This is in response to Joey Tartakovsky’s article, “Oh, the Humanity of It All: Humanitarianism Is a Reason for War, Not Against It” (Daily Nexus, Feb. 19).

Tartakovsky calls for those who oppose war to acknowledge the “complex moral calculus” that is involved. Just observe what has occurred in Iraq since the end of the Gulf War and the beginning of the U.N./U.S. sanctions regime. The mathematics are quite clear: Human Rights Watch claims that Iraq has roughly 3,000 extra-judicial killings a year; according to the U.N., sanctions kill over 50,000 Iraqi children every year. HRW reports close to 17,000 “disappearances” in Iraq in the last decade; U.N. reports assert that sanctions have killed one million people at the very least. These sanctions are described by former top U.N. officials Denis Halliday and Hans von Sponeck – the individuals who helped design them – as “genocidal,” functioning to destroy Iraqi civil society and strengthen Saddam Hussein’s regime.

In fact, Hussein has been remarkably benign in the past decade when compared to the period when he led the region’s largest terror state, operating with financial, military and agricultural support from Reagan, Thatcher and several other Western states. Some of the worst violence of the grim 1990s was undertaken in southeastern Turkey, where millions of Kurds were driven out of the devastated countryside, with tens of thousands killed and every imaginable form of torture. The United States provided 80 percent of the arms and continued to increase shipments until Turkey became the leading recipient of U.S. arms, apart from Israel and Egypt, as atrocities peaked.

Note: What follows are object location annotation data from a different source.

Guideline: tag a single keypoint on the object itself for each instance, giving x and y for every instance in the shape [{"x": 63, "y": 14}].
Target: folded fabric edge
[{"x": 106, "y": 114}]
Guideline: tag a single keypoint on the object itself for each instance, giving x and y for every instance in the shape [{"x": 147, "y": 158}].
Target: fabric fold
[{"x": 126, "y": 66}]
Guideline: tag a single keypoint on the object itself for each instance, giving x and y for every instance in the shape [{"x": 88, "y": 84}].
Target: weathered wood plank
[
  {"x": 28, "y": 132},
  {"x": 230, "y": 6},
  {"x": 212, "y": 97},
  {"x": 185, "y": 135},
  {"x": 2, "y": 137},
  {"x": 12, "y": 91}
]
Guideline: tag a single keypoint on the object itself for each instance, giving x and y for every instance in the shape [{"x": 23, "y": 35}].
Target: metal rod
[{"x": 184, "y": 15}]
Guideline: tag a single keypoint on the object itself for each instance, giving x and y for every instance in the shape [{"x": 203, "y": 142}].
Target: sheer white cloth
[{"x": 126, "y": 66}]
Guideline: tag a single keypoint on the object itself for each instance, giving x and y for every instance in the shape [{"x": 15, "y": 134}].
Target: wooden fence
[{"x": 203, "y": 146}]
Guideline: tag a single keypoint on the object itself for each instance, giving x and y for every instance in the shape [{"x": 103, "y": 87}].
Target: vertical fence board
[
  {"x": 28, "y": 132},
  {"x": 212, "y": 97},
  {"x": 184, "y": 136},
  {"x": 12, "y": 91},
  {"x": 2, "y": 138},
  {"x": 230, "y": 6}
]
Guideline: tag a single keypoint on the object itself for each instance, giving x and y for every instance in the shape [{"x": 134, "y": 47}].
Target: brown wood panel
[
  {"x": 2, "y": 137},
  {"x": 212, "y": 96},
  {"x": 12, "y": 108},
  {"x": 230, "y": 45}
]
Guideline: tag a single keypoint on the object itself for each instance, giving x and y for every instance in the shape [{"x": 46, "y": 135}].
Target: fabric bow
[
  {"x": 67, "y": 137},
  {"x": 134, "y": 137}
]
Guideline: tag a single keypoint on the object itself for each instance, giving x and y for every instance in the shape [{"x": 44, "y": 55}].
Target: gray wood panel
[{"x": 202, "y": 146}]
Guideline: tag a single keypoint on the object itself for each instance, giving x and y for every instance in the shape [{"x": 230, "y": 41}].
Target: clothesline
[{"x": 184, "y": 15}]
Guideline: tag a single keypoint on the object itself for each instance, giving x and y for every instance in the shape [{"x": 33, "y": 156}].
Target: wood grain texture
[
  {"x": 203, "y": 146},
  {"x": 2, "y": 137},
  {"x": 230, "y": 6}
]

In all spheres of human life, individuals face a massive burden if they wish to justify the use of violence. It’s hard to imagine finding a “justification” to even use violence against your spouse, let alone for initiating a large-scale invasion that the U.N. expects will result in 500,000 casualties in the first phases alone and in a country where half the citizens are under 15 years of age. This burden has never been remotely met by the Bush administration and is becoming even harder to justify in light of the progress that U.N. inspectors continue to make.

Incidentally, since the Gulf War, the U.S. State Dept. has until recently maintained a total ban on contact with the exiled Iraqi opposition of which Mr. Tartakovsky speaks highly. The U.S. recently accepted demands from its fine, upstanding allies, Turkey and Saudi Arabia, to install a post-Hussein military government headed by U.S. Army Gen. Tommy Franks if an invasion occurs. Sami Abdul-Rahman, deputy prime minister of the Kurdish administration, told Iraq expert Patricia Cockburn last week that the U.S. had reneged on its claims to support democracy. “It is very disappointing. In every Iraqi ministry they are just going to remove one or two officials and replace them with American military officers.” So much for Iraqi self-determination and the humanitarian benefits it might have brought.

Mr. Tartakovsky wrote that “you won’t see any Iraqis marching in anti-war protests,” as if Iraqis couldn’t find anything to mind about having their children blown up or being carbonized by firebombs in the midst of a massive military invasion. The Washington Times reported last Sunday that “in Baghdad itself, thousands of Iraqis filled the streets Saturday to protest both U.S. and British military deployments in the region and threats to invade Iraq.”

Few thought victory was possible for South Africans struggling against apartheid; few thought victory was possible for Timorese struggling against the Indonesian dictator Gen. Suharto. These victories against tyrants do come, in the right conditions. The United States must nurture lasting peaceful change in Iraq by supporting and strengthening the inspections regime, ending the non-military sanctions against Iraq to allow an Iraqi civil society to redevelop and by assisting opposition movements to organize and gain funding and regional legitimacy. This path, not large-scale extreme violence, is quite obviously the most humane.

Nico Pitney is a fourth-year philosophy major.